The Night Watch and the Complexity of Fame
In 1642, the very year of Saskia's death, Rembrandt completed The Night Watch (Rijksmuseum, Amsterdam), perhaps the most famous painting in all of Dutch art. This group portrait, commissioned by the Amsterdam civic guard company of Captain Frans Banninck Cocq, shows the company preparing to march out — a nocturnal scene (though it is in fact a daytime scene darkened by centuries of varnish) of extraordinary dynamism and composition, in which Rembrandt abandoned the traditional row-by-row arrangement of group portraits to create a vivid, moving narrative scene.

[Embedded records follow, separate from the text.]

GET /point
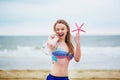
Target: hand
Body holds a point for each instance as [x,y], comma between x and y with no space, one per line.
[77,38]
[54,36]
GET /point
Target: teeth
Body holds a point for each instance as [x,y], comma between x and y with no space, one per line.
[61,35]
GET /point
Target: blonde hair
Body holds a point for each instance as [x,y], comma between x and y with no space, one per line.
[68,36]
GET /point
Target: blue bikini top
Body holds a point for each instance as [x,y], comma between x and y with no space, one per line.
[59,53]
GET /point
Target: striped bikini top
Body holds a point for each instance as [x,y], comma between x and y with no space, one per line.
[59,53]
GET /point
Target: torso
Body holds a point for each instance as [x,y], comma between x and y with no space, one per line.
[60,67]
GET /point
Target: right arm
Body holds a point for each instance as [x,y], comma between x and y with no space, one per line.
[51,43]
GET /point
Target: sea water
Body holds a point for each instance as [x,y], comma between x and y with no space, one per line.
[25,52]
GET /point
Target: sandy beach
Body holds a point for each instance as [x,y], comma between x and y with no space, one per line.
[73,74]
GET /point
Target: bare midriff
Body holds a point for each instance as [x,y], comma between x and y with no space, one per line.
[60,68]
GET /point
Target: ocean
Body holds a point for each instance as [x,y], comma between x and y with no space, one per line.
[25,52]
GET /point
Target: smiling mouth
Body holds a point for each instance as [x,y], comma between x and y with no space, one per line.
[60,35]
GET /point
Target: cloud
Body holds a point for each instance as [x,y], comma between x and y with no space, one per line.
[32,14]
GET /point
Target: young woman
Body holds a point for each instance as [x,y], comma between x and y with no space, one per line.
[62,50]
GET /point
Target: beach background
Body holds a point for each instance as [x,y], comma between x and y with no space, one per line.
[26,24]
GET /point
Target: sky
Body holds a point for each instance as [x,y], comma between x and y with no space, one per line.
[37,17]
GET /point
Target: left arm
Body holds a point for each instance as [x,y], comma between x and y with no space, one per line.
[77,51]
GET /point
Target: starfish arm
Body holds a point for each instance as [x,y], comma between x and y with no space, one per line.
[76,25]
[81,25]
[82,30]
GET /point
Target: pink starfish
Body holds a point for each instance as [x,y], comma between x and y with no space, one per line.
[78,28]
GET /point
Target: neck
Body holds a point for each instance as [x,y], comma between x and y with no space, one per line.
[62,40]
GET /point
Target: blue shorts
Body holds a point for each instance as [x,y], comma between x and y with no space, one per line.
[51,77]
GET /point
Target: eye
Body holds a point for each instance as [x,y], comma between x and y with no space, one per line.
[62,29]
[57,29]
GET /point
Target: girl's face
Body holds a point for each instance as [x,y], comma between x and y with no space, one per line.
[61,30]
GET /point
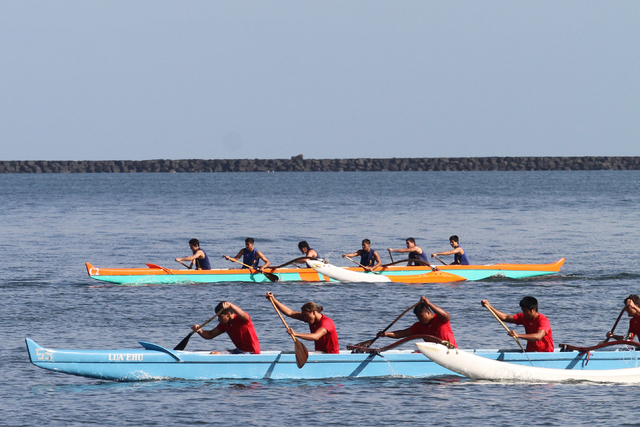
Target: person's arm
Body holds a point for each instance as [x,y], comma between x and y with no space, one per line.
[207,334]
[264,259]
[283,308]
[378,262]
[502,316]
[396,334]
[239,312]
[537,336]
[309,337]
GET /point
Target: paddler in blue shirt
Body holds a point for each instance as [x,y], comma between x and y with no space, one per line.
[250,256]
[199,256]
[369,258]
[415,252]
[459,255]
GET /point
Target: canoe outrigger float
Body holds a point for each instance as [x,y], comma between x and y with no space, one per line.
[405,274]
[154,362]
[619,366]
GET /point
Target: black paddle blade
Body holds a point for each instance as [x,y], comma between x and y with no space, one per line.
[181,346]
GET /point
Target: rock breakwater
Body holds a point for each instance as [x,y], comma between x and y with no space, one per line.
[299,164]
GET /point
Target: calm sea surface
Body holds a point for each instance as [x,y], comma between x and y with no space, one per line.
[52,224]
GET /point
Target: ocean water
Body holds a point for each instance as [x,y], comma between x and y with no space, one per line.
[52,224]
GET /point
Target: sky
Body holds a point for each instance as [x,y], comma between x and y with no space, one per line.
[136,80]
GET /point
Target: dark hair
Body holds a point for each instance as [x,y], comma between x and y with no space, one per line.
[226,311]
[530,303]
[634,298]
[420,308]
[311,306]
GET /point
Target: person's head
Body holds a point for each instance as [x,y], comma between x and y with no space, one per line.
[310,311]
[632,305]
[303,246]
[248,243]
[225,315]
[423,313]
[194,244]
[529,306]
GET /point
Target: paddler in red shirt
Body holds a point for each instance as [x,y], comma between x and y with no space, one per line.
[432,320]
[321,328]
[632,307]
[238,325]
[537,327]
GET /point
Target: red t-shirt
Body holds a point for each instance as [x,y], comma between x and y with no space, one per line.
[534,325]
[329,342]
[242,334]
[437,327]
[634,326]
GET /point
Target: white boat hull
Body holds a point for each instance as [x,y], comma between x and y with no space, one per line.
[481,368]
[344,275]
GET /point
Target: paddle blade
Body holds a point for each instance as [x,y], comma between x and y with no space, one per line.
[302,354]
[366,343]
[181,346]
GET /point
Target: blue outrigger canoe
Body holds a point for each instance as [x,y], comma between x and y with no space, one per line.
[153,362]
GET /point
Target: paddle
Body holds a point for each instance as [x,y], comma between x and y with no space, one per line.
[429,338]
[185,341]
[368,343]
[166,270]
[295,260]
[365,268]
[616,324]
[302,354]
[272,277]
[188,266]
[508,330]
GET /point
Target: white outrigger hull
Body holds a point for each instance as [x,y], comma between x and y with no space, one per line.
[482,368]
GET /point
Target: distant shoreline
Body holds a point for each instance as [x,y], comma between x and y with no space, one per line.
[299,164]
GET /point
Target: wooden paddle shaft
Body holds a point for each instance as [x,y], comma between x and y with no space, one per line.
[503,325]
[443,263]
[281,318]
[616,324]
[205,323]
[242,263]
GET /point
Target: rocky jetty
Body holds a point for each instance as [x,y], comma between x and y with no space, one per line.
[299,164]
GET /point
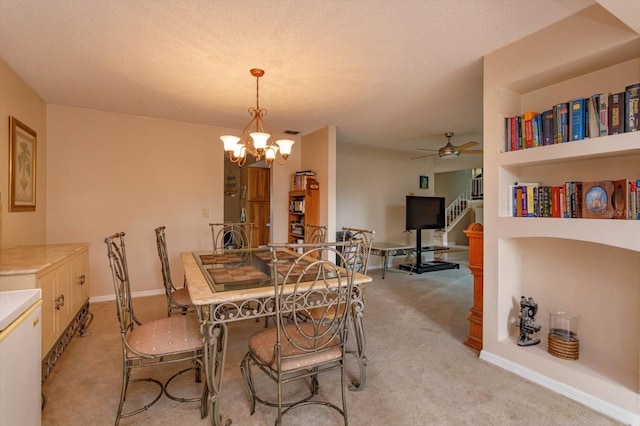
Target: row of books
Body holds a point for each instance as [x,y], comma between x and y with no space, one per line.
[303,180]
[601,114]
[297,228]
[608,199]
[296,206]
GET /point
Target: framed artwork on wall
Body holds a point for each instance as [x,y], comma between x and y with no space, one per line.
[22,167]
[424,182]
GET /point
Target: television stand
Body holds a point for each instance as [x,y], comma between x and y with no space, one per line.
[420,267]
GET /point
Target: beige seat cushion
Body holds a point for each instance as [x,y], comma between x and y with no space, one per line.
[263,342]
[167,335]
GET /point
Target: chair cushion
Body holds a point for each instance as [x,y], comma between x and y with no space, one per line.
[262,345]
[181,296]
[169,335]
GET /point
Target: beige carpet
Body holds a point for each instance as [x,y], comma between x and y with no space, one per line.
[419,371]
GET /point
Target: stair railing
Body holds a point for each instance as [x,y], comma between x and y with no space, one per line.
[456,208]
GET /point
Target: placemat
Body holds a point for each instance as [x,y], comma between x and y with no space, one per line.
[297,270]
[236,274]
[208,259]
[282,254]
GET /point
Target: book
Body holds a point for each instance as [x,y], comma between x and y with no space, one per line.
[632,204]
[562,122]
[596,199]
[507,134]
[593,114]
[632,109]
[523,198]
[537,130]
[637,203]
[547,127]
[527,120]
[603,113]
[577,119]
[616,113]
[619,199]
[514,134]
[556,210]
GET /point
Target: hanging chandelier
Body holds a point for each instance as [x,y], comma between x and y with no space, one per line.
[255,136]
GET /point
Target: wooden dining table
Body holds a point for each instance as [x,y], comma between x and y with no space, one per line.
[234,285]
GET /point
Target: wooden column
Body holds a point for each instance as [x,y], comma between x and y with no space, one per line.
[475,233]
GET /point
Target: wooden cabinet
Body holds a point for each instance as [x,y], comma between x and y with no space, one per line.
[61,271]
[259,213]
[257,202]
[258,182]
[304,208]
[587,266]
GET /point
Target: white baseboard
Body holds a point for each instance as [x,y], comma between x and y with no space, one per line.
[584,398]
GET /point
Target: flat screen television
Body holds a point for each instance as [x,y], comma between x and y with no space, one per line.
[424,212]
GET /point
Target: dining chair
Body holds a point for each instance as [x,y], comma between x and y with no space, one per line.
[298,349]
[178,299]
[231,235]
[315,234]
[175,339]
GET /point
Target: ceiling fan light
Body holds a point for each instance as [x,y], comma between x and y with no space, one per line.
[449,156]
[448,151]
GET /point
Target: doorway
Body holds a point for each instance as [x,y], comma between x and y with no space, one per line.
[248,197]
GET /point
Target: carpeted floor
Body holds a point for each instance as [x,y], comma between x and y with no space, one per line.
[419,371]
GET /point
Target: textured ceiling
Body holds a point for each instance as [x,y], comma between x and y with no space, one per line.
[388,73]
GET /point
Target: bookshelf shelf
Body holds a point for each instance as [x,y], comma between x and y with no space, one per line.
[615,233]
[304,208]
[588,266]
[588,149]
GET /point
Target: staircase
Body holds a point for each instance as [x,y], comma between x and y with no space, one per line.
[453,214]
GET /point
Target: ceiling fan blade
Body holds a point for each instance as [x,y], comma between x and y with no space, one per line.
[467,145]
[423,156]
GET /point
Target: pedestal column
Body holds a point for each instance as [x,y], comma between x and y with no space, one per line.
[475,233]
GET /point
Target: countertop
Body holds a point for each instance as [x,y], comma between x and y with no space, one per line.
[36,258]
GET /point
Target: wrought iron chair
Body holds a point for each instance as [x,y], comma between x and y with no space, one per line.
[231,235]
[314,234]
[296,348]
[359,259]
[178,300]
[169,340]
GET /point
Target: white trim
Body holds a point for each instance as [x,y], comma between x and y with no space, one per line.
[110,297]
[584,398]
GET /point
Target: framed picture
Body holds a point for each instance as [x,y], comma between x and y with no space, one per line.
[424,182]
[22,167]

Contrary to the persistent legend that the painting was poorly received and marked the beginning of his decline, contemporary documents show that The Night Watch was appreciated. Rembrandt's commercial decline during the 1640s and 50s was due to more complex factors: a shift in taste towards a more sober, elegant classicism inspired by France, which he refused to follow, and his mounting financial difficulties.
Ruin and Spiritual Depth
In the 1650s, Rembrandt's affairs collapsed. In 1639 he had bought a fine house on the Jodenbreestraat in Amsterdam — today the Rembrandt House Museum — at a price he ultimately could not repay. In 1656 he was declared insolvent. His possessions were auctioned in 1657–58: his collection of paintings, objects of art, armour, exotic textiles — all went. He was forced to rent more modest lodgings.

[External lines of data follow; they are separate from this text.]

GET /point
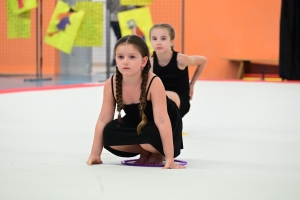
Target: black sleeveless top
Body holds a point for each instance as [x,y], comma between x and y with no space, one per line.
[132,110]
[173,78]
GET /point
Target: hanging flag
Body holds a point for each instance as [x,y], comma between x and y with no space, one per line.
[63,27]
[135,2]
[21,6]
[91,31]
[138,22]
[18,26]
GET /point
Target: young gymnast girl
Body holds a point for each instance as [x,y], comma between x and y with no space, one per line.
[152,125]
[172,67]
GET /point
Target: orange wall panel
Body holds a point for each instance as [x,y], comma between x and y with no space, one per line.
[18,56]
[231,28]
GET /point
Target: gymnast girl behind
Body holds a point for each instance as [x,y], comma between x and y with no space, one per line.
[152,125]
[172,67]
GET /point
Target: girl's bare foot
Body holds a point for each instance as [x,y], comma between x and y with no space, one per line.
[144,156]
[156,159]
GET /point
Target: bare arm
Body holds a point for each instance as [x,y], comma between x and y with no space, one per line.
[198,61]
[106,115]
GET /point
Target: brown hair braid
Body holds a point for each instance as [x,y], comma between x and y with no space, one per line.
[143,49]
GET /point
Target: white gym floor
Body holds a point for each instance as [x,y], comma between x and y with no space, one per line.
[243,143]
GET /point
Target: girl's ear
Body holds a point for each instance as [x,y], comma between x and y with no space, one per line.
[144,61]
[172,43]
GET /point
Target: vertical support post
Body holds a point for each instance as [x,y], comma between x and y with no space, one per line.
[107,38]
[182,28]
[39,45]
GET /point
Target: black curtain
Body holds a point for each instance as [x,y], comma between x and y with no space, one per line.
[289,51]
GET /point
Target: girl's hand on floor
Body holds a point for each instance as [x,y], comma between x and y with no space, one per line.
[172,165]
[94,159]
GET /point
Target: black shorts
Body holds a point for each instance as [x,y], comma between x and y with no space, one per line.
[184,105]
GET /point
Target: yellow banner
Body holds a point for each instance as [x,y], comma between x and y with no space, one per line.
[135,2]
[138,22]
[18,26]
[63,27]
[20,6]
[91,31]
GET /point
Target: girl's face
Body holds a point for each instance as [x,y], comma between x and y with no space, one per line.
[129,60]
[160,39]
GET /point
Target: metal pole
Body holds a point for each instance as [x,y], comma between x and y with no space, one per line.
[37,41]
[41,39]
[107,39]
[39,45]
[182,29]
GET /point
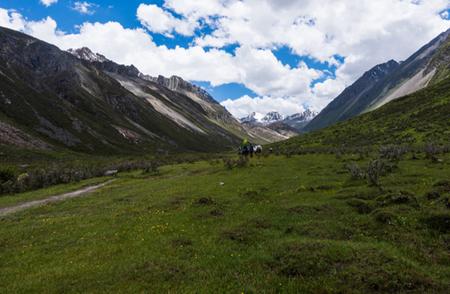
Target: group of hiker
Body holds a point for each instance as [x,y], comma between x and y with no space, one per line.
[248,149]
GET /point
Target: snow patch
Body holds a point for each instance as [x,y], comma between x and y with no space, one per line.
[160,106]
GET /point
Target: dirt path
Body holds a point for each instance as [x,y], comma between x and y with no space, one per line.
[57,198]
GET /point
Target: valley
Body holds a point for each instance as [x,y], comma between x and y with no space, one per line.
[116,181]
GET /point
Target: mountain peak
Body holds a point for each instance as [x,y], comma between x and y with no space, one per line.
[272,117]
[85,53]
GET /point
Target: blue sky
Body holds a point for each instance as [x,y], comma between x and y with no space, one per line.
[251,55]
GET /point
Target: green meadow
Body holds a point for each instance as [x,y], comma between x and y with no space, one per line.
[291,224]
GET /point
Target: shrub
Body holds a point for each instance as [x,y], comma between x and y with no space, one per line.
[431,151]
[151,168]
[393,152]
[375,170]
[355,171]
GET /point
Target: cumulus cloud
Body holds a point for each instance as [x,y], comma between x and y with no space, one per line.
[48,2]
[84,7]
[157,20]
[262,105]
[365,32]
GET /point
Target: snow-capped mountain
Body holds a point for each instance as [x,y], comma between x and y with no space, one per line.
[86,54]
[272,117]
[297,121]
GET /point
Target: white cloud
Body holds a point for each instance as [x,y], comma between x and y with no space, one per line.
[365,32]
[262,105]
[157,20]
[48,2]
[84,7]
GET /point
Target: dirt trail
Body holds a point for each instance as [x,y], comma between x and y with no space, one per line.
[23,206]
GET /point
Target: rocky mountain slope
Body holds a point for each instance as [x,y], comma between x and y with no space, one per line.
[85,102]
[389,81]
[419,118]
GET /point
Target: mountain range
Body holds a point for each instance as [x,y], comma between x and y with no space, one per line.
[387,82]
[80,100]
[85,102]
[296,121]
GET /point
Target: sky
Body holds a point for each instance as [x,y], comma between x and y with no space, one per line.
[251,55]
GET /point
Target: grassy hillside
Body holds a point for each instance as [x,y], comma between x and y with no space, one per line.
[420,118]
[274,226]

These trials did not break his genius — they deepened it. The paintings of his maturity and old age are among the finest he ever produced. His self-portraits — he made around a hundred over his lifetime, constituting the longest visual journal any artist has ever kept — reach in the years 1650–60 a depth and serenity that few artists in history have ever matched. The ageing face, lined and marked by suffering and wisdom, looking at the viewer with disarming frankness and humanity: these late self-portraits are among the most profound works in the entire Western pictorial tradition.
He lived with Hendrickje Stoffels, a young domestic servant he could not marry — his marriage contract with Saskia would have required him to forfeit her estate if he remarried — who remained absolutely loyal to him until her death in 1663. Titus, his son, managed his art business and died in 1668 aged twenty-seven, leaving Rembrandt alone. The Jewish Bride (c.1665–69, Rijksmuseum), depicting a couple in a moment of extraordinary tenderness and intimacy, is perhaps his testament on human love.
Death and Legacy
Rembrandt died in Amsterdam on 4 October 1669, aged sixty-three, in relative poverty but esteemed by his peers. He was buried in the Westerkerk in Amsterdam in a rented grave that no one would renew when the lease expired — his bones were dispersed in a common grave.

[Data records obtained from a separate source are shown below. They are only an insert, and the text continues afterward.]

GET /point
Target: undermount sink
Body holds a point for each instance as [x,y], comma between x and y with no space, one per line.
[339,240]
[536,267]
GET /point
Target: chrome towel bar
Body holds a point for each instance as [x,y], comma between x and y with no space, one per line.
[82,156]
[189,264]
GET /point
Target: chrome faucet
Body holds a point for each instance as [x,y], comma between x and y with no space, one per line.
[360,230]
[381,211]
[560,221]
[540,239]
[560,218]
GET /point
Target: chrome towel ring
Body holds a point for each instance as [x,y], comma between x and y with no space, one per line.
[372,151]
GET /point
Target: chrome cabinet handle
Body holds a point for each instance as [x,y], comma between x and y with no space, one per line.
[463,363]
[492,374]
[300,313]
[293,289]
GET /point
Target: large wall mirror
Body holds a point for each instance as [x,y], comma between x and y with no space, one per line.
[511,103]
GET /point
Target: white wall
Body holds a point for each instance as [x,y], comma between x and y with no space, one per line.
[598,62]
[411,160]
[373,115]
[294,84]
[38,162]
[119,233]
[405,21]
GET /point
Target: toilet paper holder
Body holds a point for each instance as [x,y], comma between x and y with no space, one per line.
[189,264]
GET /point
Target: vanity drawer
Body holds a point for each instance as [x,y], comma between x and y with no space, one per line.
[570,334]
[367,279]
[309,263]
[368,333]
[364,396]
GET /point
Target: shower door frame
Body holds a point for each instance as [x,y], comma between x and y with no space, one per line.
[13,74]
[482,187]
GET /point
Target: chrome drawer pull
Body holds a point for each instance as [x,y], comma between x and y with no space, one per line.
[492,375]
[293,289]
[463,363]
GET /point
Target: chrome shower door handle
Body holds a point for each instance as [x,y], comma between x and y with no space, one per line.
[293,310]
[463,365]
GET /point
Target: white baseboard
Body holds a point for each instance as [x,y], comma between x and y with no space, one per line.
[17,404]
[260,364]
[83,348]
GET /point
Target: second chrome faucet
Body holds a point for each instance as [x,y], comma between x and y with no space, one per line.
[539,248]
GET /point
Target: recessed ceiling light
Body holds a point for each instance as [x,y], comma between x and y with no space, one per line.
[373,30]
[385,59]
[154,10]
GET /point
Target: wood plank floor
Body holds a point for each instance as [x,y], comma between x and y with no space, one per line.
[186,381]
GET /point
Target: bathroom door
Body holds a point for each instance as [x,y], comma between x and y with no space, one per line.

His influence on European painting is fundamental and enduring. The Rijksmuseum in Amsterdam holds the most important collection of his works, including The Night Watch and a series of self-portraits that together constitute one of the greatest experiences that painting can offer. Goya, Delacroix, Courbet, Van Gogh, Matisse, Bacon — all drew nourishment from his example and from his way of treating light as a revelation of the human soul.